• The dollar has fallen sharply across the board, but in particular against the euro and the yen
• This reflects concerns about the US economy and the scaling back of Fed rate hike expectations
• The weakness in the dollar, and hence strength in the euro and yen, puts pressure on the ECB and BoJ to ease further
• Meanwhile, the BoE looks set to sit on its hands in 2016 – we shift our call for the first rate hike from 2016Q4 to 2017Q1
US economy worries lead to dollar slide
The weaker-than-expected US economic numbers earlier in the week (the Markit services PMI and ISM non-manufacturing) have caused a dramatic sell-off in the US dollar. This reflects that the data fueled concerns about the economic outlook and led markets to further scale back Fed rate hike expectations. EUR/USD broke through 1.12, while it began the week at 1.0830. At the same time, the USD/JPY dropped to lows below 117 thereby fully erasing the weakness in the yen after the BoJ decision last week.
Dollar weakness to pressure other central banks
The ball is now back in the court of the ECB and the BoJ. The resulting stronger euro and yen will tighten financial conditions and dampen growth and inflation in these economies. With inflation already uncomfortably low in both economies, we would expect the central banks to react to offset the headwinds from a stronger currency. We expect the ECB cut its deposit rate in two steps (March and June) to -0.5% and to increase its asset purchase program by 10bn in March. The risks are also skewed to more aggressive monetary stimulus. Meanwhile, we think the BoJ will also cut its policy rate further into negative territory in the coming months. In this way the currency tennis between the central banks is leading to easier policy globally.
Monetary policy divergence story still holds
It is likely that in the near-term, currency markets remain biased towards softer US economic data and therefore the downward pressure on the dollar will continue. Our base case is that the Fed will resume its ‘rate hike cycle’ in June, though the risks are indeed skewed towards an even longer period where the policy rate is kept on ice. However, even if this is the case, with the ECB and BoJ going potentially more aggressively in the other direction, the monetary policy divergence story remains in place. We therefore expect the EUR/USD to fall back again in the medium term. An improvement in investor sentiment is a pre-requisite though.

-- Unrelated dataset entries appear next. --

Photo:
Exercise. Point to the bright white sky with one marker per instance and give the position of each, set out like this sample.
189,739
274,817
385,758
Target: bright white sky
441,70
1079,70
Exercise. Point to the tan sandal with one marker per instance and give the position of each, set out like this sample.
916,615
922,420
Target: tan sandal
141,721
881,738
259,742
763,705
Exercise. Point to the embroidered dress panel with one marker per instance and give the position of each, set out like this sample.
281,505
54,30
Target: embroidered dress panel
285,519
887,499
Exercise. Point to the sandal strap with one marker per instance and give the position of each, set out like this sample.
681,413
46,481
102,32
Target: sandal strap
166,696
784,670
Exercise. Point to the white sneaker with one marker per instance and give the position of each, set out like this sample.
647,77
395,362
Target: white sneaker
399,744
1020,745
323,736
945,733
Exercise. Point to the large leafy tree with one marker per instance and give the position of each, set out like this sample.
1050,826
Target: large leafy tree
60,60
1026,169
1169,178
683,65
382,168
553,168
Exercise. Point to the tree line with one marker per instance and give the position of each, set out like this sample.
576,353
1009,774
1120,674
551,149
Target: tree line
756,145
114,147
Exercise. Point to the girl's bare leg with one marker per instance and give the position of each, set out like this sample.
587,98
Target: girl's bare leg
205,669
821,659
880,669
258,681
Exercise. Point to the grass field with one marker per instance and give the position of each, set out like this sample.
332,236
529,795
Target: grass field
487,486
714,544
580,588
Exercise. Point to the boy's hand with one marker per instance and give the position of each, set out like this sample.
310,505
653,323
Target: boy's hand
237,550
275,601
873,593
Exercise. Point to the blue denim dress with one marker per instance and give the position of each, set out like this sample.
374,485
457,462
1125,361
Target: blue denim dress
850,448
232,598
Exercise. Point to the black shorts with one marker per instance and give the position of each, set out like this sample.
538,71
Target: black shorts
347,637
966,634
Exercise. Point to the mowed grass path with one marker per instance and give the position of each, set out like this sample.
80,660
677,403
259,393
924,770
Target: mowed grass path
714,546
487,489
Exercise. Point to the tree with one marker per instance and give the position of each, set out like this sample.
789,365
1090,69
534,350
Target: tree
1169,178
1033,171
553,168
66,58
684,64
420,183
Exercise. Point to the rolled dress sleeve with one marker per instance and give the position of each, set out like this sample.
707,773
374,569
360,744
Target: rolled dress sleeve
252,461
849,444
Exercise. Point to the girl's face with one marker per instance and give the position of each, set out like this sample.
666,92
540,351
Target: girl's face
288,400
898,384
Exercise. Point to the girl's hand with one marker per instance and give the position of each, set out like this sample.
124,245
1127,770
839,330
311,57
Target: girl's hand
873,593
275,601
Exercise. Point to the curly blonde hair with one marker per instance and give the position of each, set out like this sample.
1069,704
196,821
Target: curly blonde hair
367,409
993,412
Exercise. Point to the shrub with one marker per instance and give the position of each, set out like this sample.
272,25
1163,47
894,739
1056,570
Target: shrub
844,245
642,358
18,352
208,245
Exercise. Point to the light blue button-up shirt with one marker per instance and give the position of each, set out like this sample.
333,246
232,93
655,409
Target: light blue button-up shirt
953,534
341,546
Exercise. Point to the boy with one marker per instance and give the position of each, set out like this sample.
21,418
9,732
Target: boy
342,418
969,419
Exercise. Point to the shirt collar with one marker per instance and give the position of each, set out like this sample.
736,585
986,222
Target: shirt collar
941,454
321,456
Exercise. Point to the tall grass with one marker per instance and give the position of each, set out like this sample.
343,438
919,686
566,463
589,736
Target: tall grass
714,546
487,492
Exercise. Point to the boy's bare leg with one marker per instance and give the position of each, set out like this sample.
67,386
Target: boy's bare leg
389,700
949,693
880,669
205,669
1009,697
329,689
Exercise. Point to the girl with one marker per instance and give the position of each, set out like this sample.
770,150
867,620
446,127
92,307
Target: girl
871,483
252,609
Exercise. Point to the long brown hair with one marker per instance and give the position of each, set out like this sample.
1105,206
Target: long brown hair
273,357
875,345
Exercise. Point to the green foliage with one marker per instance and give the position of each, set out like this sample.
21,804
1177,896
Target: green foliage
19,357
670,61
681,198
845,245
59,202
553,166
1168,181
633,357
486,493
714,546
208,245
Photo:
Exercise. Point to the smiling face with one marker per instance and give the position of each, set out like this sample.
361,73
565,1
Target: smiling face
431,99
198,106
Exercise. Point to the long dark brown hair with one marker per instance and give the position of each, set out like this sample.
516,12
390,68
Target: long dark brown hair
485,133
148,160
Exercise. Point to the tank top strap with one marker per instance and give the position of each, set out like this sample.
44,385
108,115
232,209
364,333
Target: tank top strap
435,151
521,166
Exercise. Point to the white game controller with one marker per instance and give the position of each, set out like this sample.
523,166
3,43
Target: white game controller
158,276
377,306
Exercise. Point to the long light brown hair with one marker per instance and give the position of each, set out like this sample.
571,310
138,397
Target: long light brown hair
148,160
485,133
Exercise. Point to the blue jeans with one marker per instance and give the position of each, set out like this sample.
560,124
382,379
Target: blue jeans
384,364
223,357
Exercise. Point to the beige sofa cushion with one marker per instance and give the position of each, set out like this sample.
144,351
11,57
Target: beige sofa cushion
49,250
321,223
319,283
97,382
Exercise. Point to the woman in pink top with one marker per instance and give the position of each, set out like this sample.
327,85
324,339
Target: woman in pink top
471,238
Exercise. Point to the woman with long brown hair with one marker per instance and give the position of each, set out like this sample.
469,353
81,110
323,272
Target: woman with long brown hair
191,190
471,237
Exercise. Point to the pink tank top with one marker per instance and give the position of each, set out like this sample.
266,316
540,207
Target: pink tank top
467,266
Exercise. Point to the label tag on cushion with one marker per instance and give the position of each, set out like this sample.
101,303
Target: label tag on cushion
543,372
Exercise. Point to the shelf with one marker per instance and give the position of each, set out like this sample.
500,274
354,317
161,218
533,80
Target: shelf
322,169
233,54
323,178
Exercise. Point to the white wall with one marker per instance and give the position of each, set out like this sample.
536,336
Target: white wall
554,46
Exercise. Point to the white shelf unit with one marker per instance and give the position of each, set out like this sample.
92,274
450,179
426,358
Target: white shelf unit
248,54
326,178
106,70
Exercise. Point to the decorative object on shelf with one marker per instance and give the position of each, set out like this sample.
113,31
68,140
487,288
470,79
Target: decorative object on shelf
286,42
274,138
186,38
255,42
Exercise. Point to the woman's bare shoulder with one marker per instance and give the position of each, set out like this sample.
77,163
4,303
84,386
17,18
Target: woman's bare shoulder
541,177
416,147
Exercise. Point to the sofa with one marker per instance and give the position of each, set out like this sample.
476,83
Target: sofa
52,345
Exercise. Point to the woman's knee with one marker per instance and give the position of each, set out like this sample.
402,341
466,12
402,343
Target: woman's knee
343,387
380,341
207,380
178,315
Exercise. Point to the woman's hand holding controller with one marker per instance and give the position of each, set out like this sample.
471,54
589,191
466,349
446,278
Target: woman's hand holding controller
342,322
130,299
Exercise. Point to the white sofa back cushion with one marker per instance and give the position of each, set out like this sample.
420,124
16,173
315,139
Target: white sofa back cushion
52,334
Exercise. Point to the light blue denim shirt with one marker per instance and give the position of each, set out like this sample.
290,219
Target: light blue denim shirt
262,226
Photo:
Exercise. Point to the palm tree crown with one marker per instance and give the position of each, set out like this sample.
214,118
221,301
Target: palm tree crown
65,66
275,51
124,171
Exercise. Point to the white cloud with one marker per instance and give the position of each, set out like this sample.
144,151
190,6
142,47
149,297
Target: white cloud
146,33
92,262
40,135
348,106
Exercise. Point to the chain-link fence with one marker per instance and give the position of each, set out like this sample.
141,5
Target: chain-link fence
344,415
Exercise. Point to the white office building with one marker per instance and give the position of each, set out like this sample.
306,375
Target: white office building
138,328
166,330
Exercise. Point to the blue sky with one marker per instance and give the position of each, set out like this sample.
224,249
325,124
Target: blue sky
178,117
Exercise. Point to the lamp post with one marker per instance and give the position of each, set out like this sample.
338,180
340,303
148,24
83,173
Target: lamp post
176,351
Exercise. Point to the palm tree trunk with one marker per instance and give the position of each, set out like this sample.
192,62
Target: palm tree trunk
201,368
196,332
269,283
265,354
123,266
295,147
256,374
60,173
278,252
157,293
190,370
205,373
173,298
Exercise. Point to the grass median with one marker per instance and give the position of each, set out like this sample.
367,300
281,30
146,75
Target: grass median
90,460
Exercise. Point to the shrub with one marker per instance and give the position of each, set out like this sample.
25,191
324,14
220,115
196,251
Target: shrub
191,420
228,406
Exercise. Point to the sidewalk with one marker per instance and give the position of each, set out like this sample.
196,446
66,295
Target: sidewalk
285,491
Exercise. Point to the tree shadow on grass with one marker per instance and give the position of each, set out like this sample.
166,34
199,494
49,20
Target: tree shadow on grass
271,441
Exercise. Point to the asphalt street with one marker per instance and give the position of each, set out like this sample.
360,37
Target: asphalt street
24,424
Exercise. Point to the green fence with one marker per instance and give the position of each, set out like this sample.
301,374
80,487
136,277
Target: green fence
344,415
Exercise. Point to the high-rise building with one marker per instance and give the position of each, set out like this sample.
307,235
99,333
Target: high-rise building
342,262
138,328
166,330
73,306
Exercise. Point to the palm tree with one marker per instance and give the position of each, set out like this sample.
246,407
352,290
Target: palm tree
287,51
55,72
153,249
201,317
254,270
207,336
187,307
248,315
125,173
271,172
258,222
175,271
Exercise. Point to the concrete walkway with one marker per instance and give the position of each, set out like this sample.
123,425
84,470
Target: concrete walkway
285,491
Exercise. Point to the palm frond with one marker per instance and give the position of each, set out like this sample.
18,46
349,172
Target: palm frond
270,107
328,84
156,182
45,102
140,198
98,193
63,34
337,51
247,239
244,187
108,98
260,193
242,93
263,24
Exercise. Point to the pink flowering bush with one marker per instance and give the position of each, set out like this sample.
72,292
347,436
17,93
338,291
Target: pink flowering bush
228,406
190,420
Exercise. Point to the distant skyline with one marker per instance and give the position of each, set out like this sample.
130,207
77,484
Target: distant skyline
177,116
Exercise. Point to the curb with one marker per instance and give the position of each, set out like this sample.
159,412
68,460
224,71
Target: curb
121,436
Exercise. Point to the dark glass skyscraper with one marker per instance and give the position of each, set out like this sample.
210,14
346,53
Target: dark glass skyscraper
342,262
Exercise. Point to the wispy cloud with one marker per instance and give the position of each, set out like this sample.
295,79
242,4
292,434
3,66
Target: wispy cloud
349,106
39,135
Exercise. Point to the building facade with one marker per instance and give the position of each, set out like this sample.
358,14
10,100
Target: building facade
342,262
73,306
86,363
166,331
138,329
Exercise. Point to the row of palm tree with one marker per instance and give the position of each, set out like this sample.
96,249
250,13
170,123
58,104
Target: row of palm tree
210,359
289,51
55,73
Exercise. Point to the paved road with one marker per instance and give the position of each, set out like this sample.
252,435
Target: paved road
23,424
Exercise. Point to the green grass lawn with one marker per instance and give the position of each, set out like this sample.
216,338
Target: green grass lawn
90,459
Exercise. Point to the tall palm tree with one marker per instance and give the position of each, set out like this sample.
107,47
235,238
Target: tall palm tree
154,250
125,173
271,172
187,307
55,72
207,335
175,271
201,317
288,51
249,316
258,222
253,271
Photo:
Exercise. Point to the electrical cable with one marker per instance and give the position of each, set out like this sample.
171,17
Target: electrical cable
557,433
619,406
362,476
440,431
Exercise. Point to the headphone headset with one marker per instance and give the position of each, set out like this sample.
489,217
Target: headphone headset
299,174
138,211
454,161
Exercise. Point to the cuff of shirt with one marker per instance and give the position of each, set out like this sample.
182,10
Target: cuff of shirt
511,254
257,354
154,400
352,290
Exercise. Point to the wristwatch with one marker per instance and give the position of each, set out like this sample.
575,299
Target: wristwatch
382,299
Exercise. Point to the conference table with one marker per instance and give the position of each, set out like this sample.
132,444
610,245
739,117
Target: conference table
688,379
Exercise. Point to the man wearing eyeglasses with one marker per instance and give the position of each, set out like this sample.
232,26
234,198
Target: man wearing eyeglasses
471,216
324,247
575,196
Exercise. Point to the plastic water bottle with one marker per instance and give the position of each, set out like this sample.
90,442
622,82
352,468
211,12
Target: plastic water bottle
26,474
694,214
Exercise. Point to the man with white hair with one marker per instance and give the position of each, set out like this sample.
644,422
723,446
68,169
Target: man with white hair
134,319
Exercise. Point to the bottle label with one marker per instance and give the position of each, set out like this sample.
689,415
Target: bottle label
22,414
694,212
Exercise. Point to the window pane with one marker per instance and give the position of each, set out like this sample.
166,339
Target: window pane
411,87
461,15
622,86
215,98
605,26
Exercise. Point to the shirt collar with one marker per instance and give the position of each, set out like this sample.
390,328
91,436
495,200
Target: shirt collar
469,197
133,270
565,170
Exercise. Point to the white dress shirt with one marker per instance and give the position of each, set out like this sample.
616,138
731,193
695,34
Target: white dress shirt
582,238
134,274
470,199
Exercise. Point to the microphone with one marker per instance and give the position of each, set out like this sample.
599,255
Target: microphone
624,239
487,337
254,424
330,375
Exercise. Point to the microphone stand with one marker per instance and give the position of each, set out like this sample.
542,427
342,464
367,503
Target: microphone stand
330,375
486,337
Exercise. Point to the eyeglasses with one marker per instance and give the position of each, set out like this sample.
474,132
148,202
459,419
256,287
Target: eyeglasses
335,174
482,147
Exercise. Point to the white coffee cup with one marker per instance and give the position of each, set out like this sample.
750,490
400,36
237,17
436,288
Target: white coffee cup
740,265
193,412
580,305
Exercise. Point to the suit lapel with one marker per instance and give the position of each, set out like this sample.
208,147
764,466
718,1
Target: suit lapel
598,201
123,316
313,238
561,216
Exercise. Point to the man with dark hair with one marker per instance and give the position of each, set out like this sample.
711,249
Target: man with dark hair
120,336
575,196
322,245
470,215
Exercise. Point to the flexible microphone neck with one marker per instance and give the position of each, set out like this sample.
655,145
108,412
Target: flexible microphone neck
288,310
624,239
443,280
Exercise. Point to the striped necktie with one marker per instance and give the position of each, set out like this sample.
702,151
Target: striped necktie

Change of BoE view: no hikes until 2017
Following the BoE’s communication on Thursday, we now expect that there will be no UK rate hikes in 2016. We have changed our forecast for the first rate hike to February 2017 from November 2016 previously. We assume there will be four 25bp hikes in all next year. This forecast change has been increasingly on the cards over recent weeks given the worsening growth and inflation outlook. The MPC confirmed this deterioration in its Inflation Report, where it cut its projections. Its new lower projections imply that the BoE will likely not need to move until next year. This would give the economy more support and allow inflation to move back up to target over the next two years. The unanimous vote to keep rates on hold on Thursday – with the MPC member who previously voted for a hike dropping his call – is also a signal that rates will be on hold for longer.